Missing data can be dealt with a number of ways. There are certain built-in techniques in software that help to interpolate the data. However, as mentioned by Dr. Hubert Escaith, the use of mirror data can also help in calculating various indices.
Actually, your question is not so clear. LIke when we deal with trade there are many countries appeared with zero trade and you can calculate them by adding constant or in gravity just take the values at level.
Missing values in trade data for some countries is a real problem. In this case I would refer to international organizations to fill up the gaps such as CIA world fact book
If data is missing, then gap can be filled by a prediction equation. if there is no trade then i think adding a constant would work. First you have to explore that data is missing or trade is zero for that particular year or a country.
Thank you for your responses. Basically I am calculating trade indexes like RCA and RTA for few nation's from UNCTAD data but for some nation's the data is not available like Myanmar and Vietnam for product categories at HS 4 level.. How can I calculate the average to make comparisons in this case.
Missing trade data (or strongly asymmetric data where the value reported as exported from A to B is very different from the value reported by B as imported from A) are a big issue, indeed.
The easiest solution when dealing with least-developed countries exports is to use mirror data from large importing countries. The advantage is to capture the exports from Special Zones, that are often excluded from national export data when the country adopted the special trade reporting system.
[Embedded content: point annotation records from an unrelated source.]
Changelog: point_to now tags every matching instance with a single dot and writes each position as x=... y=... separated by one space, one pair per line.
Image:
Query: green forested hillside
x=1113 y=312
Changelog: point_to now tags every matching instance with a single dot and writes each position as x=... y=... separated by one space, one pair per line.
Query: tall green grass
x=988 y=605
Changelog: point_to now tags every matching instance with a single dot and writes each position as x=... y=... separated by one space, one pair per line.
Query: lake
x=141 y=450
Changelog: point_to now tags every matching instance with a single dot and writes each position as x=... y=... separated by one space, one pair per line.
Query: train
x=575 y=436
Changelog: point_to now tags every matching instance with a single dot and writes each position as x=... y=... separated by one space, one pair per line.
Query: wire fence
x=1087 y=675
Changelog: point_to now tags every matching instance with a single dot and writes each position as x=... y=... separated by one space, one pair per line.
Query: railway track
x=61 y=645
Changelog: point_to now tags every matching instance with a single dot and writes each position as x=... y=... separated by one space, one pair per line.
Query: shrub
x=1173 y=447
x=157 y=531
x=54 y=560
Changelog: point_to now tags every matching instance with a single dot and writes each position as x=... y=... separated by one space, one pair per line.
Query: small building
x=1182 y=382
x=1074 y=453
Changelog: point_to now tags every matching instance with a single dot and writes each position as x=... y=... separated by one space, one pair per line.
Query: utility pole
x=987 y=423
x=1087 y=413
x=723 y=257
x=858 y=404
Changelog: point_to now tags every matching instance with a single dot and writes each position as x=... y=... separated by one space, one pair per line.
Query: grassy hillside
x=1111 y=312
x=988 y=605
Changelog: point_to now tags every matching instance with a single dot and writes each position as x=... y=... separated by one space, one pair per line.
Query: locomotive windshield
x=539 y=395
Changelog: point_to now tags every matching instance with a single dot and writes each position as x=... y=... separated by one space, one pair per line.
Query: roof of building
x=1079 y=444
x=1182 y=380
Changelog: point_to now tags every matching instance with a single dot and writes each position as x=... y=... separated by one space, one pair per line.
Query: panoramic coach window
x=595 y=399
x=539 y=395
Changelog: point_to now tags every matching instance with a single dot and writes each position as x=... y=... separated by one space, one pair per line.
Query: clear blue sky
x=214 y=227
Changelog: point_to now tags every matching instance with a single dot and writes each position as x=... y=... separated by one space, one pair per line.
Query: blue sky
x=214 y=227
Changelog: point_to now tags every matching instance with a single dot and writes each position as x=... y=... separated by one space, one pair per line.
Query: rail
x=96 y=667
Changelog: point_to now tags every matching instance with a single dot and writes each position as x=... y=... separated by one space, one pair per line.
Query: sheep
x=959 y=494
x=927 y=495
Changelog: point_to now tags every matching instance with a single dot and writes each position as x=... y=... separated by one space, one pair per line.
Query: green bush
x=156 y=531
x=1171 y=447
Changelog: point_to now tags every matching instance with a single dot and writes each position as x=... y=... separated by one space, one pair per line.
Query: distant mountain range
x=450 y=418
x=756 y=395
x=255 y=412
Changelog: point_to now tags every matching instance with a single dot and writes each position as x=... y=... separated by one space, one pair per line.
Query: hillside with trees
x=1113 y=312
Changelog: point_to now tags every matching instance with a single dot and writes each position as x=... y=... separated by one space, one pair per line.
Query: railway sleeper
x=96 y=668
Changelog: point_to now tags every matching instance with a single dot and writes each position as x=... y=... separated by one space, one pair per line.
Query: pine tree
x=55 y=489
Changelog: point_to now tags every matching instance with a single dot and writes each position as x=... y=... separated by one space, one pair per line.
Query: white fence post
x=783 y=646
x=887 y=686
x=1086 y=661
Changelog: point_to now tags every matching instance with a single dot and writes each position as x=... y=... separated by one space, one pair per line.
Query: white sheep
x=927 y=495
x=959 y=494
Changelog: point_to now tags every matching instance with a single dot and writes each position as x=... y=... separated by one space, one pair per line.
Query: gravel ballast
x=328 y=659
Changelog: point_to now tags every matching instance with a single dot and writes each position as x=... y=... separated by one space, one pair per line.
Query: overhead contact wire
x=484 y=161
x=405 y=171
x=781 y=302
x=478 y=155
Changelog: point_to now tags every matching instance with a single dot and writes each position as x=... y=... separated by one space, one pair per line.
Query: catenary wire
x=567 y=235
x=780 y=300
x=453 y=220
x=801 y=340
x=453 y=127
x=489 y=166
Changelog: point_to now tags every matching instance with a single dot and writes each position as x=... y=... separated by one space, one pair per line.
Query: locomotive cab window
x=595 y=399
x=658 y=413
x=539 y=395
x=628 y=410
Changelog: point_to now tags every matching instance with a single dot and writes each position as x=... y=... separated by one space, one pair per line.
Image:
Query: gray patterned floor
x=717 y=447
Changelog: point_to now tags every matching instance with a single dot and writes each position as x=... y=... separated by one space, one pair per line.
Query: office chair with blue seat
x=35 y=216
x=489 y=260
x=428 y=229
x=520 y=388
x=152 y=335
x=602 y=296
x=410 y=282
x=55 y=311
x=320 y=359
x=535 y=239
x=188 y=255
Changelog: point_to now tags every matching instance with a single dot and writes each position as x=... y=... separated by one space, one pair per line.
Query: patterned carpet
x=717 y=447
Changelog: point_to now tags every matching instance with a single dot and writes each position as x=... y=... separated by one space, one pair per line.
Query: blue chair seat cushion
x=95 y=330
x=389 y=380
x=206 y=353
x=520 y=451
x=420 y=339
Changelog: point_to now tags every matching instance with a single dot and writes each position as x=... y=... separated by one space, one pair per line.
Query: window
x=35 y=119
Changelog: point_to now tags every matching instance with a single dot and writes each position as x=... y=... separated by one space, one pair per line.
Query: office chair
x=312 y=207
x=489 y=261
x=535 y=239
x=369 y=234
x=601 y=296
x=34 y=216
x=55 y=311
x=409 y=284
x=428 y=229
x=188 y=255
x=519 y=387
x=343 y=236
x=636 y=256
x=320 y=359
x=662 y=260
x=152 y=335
But it means more data processing work, as you will need to aggregate data from the main (20 or 30) main importers for each H4 category.
Here, you will have to use mirror data (imports) from UN's COMTRADE (now with open access, as long as you do not require bulk downloads). Import data are usually CIF, so they inflate the exported FOB value, but this is only a small issue compared to facing scant national export data.
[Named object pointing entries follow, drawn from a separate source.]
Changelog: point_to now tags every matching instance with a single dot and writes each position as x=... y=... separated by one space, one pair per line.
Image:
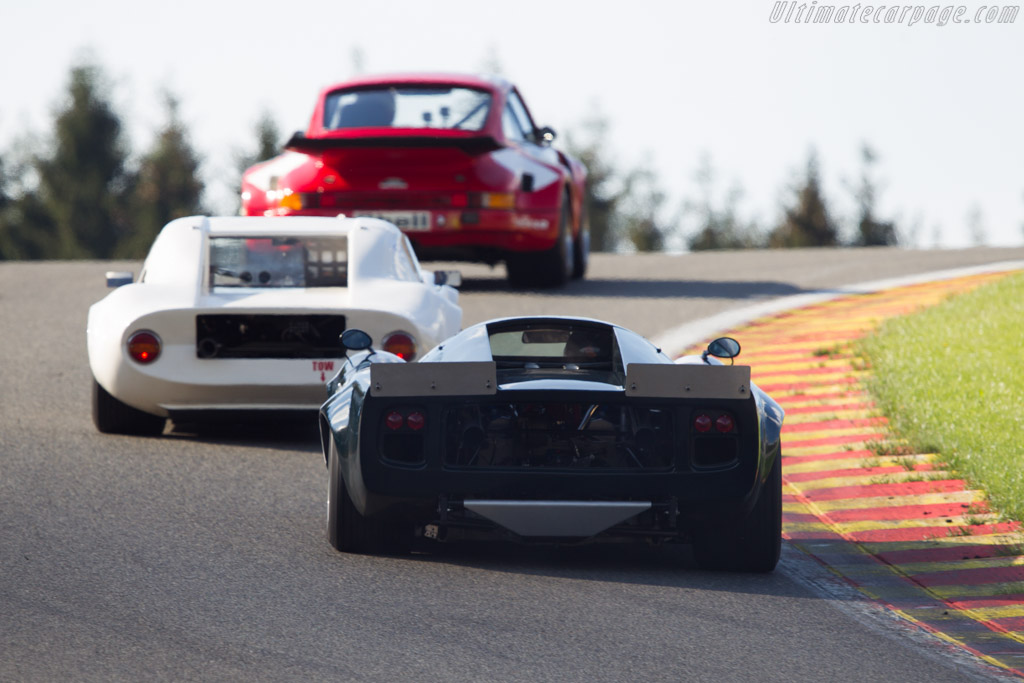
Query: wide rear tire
x=349 y=531
x=113 y=417
x=753 y=544
x=581 y=245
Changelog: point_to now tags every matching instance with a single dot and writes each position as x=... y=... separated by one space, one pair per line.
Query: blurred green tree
x=268 y=145
x=84 y=184
x=639 y=212
x=605 y=187
x=167 y=185
x=870 y=230
x=718 y=227
x=807 y=222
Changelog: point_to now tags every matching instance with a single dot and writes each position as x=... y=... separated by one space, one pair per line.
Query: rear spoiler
x=480 y=378
x=473 y=145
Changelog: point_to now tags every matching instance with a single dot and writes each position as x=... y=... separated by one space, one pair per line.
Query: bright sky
x=942 y=105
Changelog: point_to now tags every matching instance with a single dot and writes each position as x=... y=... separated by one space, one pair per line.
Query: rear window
x=407 y=107
x=586 y=345
x=279 y=261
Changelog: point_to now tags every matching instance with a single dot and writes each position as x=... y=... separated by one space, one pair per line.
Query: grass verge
x=951 y=380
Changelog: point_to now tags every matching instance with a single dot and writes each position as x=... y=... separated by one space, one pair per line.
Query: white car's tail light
x=725 y=423
x=416 y=421
x=401 y=344
x=143 y=346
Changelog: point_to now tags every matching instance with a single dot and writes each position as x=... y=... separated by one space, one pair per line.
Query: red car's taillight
x=401 y=344
x=143 y=346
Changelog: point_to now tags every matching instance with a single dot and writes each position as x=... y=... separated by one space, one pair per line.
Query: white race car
x=239 y=315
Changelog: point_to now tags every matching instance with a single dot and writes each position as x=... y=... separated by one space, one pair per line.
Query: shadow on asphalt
x=299 y=434
x=645 y=289
x=637 y=563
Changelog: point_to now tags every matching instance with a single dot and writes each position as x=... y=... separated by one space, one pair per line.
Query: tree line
x=82 y=194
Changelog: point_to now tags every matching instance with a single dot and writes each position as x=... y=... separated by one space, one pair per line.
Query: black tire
x=349 y=531
x=581 y=245
x=113 y=417
x=552 y=267
x=754 y=543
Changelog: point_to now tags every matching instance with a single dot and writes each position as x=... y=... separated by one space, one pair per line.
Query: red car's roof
x=492 y=83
Another (more elaborated) approach is to use secondary database developed by experts who looked already into the missing/asymmetric trade data issue. One of them is CEPII' BACI database: http://www.cepii.fr/CEPII/en/bdd_modele/presentation.asp?id=1
BACI is free to access as long as you have a COMTRADE access code.
If your objective is to compute RCA, there is no need, in my opinion, to look into the issue of true 0 trade vs. missing data and impute missing data. Unless, obviously, you wish to dig deeper and do some gravitation modelling. But on such a weak statistical basis, I'd stay clear from sophisticated modelling..
Missing data can be dealt with a number of ways. There are certain built-in techniques in software that help to interpolate the data. However, as mentioned by Dr. Hubert Escaith, the use of mirror data can also help in calculating various indices.